Conditioned immunosuppression makes subtherapeutic cyclosporin effective via splenic innervation.

Abstract

The present study investigated the mechanisms by which conditioned immunosuppression enhances the effectiveness of cyclosporin A (CsA) treatment in prolonging heart allograft survival. Dark Agouti rats that were administered subtherapeutic CsA (7 x 2 mg/kg on alternate days) rejected heart allografts at the same time as non-CsA-treated rats.
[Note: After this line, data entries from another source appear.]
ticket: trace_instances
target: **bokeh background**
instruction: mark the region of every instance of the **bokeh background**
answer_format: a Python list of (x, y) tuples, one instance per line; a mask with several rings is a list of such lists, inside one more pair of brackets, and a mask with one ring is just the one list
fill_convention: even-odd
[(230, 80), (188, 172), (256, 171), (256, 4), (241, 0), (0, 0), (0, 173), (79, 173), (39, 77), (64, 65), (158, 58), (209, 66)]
The addition of a behavioral conditioning regimen (conditioned stimulus, saccharin; unconditioned stimulus, 20 mg/kg CsA) to the subtherapeutic CsA protocol produced a significant prolongation of graft survival, including long-term survival (>100 days) in 20% of the animals. Prior sympathetic denervation of the spleen completely blocked this effect. In nontransplanted rats both conditioning and CsA treatment reduce interleukin-2 and interferon (IFN)-gamma in the supernatant of proliferating splenocytes. Additionally, therapeutic CsA treatment decreased the number of IFN-gamma-producing CD4(+) naive and memory T cells in the spleen. In contrast, behavioral conditioning increased that number. These data indicate that behavioral conditioning prolongs heart allograft survival by inhibiting the release of these cytokines in the spleen via sympathetic innervation, supplementing the inhibited cytokine production induced by CsA treatment.